Expression of apoptosis-related proteins and structural features of cell death in explanted aortocoronary saphenous vein bypass grafts.

This study aimed to investigate the features of cell death occurring in aortocoronary saphenous vein bypass grafts. Human aortocoronary saphenous vein bypass grafts with angiographic luminal stenosis of > 75% were explanted from 14 patients at redo coronary artery bypass grafting. Proteins associated with apoptotic pathways were identified immunohistochemically using antibodies to Bcl-2, Fas, BAX, p53 and CPP32. Cells undergoing DNA fragmentation were identified by terminal deoxynucleotidyl transferase-mediated dUTP nick end labeling (TUNEL). DNA synthesis was investigated using the antibody to proliferating cell nuclear antigen (PCNA). Ultrastructural features of cell death were examined by electron microscopy. Anti-apoptotic (Bcl-2) and pro-apoptotic (Bax, p53, CPP32 and Fas) proteins were expressed throughout the graft wall, but marked differences in the characteristics of cell death were noted between atherosclerotic and non-atherosclerotic areas of the intima. In atherosclerotic areas, pro-apoptotic proteins were widely expressed, but ultrastructural analysis failed to identify cells showing typical features of apoptosis. In these areas, necrotic cells were frequently observed, with negative correlation of Bcl-2 expression with TUNEL. Pro-apoptotic proteins showed no correlation with TUNEL. In contrast, in non-atherosclerotic areas of vein grafts, the expression of both anti-apoptotic (Bcl-2) and pro-apoptotic proteins (p53, Bax and CPP32) correlated with TUNEL. In atherosclerotic areas, non-atherosclerotic intimal areas, and in the underlying media, the numbers of TUNEL+ cells correlated with PCNA positivity.
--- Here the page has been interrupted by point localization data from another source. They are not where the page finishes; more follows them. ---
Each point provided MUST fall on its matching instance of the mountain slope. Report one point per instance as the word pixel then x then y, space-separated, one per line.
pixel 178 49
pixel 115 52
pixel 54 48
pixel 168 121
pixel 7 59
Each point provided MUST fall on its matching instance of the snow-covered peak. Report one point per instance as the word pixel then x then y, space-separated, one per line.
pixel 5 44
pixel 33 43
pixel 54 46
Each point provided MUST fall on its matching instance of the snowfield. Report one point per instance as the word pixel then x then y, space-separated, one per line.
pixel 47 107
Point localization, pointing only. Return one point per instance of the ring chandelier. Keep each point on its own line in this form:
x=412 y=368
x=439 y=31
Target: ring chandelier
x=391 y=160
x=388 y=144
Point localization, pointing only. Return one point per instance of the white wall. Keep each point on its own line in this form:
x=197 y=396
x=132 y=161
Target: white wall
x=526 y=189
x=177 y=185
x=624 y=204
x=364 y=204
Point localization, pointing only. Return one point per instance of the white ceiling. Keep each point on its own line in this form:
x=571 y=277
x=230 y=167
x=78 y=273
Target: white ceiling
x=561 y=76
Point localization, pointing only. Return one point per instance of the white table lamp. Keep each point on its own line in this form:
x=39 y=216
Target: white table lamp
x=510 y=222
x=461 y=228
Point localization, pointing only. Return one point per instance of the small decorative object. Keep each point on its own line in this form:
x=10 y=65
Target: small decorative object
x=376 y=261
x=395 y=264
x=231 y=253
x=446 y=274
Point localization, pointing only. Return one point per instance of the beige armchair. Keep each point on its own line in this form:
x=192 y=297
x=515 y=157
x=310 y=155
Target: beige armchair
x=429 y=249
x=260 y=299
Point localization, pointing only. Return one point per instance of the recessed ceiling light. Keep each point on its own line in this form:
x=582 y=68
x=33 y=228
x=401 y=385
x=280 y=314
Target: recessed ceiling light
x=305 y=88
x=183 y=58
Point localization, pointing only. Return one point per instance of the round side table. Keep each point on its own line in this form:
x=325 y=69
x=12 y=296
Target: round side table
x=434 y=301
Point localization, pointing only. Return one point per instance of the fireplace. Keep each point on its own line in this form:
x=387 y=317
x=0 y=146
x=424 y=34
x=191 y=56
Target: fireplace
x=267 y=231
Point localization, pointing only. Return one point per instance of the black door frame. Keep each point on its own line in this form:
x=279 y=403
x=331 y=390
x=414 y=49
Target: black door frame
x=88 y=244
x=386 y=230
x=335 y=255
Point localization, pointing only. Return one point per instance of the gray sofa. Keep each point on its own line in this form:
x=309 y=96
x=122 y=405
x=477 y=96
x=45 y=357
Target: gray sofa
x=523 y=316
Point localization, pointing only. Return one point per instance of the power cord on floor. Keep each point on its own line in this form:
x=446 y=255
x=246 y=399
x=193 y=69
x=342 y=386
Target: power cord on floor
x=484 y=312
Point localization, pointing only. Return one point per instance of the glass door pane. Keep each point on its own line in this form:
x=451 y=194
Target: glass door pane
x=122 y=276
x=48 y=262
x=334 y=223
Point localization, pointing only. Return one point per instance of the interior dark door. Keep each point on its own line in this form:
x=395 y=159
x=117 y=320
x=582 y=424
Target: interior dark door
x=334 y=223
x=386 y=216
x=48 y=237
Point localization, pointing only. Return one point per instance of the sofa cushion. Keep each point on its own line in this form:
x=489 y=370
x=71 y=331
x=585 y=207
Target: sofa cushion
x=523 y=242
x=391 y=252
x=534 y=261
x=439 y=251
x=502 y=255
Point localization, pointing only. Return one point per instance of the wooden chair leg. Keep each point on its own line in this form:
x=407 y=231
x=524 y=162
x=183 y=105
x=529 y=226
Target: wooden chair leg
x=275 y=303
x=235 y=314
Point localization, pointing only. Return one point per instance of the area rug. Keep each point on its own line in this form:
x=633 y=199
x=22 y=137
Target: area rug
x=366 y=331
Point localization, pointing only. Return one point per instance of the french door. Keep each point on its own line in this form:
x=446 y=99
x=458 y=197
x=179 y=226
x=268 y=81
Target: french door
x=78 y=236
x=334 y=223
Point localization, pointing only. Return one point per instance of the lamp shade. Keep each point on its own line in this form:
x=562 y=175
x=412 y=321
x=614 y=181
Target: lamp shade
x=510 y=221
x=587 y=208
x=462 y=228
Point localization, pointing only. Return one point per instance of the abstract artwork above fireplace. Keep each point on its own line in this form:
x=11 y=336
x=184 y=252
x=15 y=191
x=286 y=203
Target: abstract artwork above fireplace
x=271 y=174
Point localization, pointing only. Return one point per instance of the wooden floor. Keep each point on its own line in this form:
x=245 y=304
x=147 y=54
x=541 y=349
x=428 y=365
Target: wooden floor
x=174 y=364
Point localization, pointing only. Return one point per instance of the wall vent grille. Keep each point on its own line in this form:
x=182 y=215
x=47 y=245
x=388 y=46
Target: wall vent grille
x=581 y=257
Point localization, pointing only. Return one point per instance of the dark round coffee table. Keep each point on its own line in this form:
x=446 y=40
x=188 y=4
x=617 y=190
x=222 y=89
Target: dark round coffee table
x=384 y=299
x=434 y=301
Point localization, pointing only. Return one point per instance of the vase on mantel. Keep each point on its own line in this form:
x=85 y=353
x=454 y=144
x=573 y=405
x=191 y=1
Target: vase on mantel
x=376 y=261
Ultrastructurally, apoptotic bodies and features of necrosis were observed in non-atherosclerotic areas of grafts. The present observations indicate that in atherosclerotic areas, cell death occurs mainly by necrosis, while in non-atherosclerotic areas, cell death occurs by both necrosis and apoptosis. An imbalance between DNA fragmentation and DNA synthesis may contribute to graft instability and failure.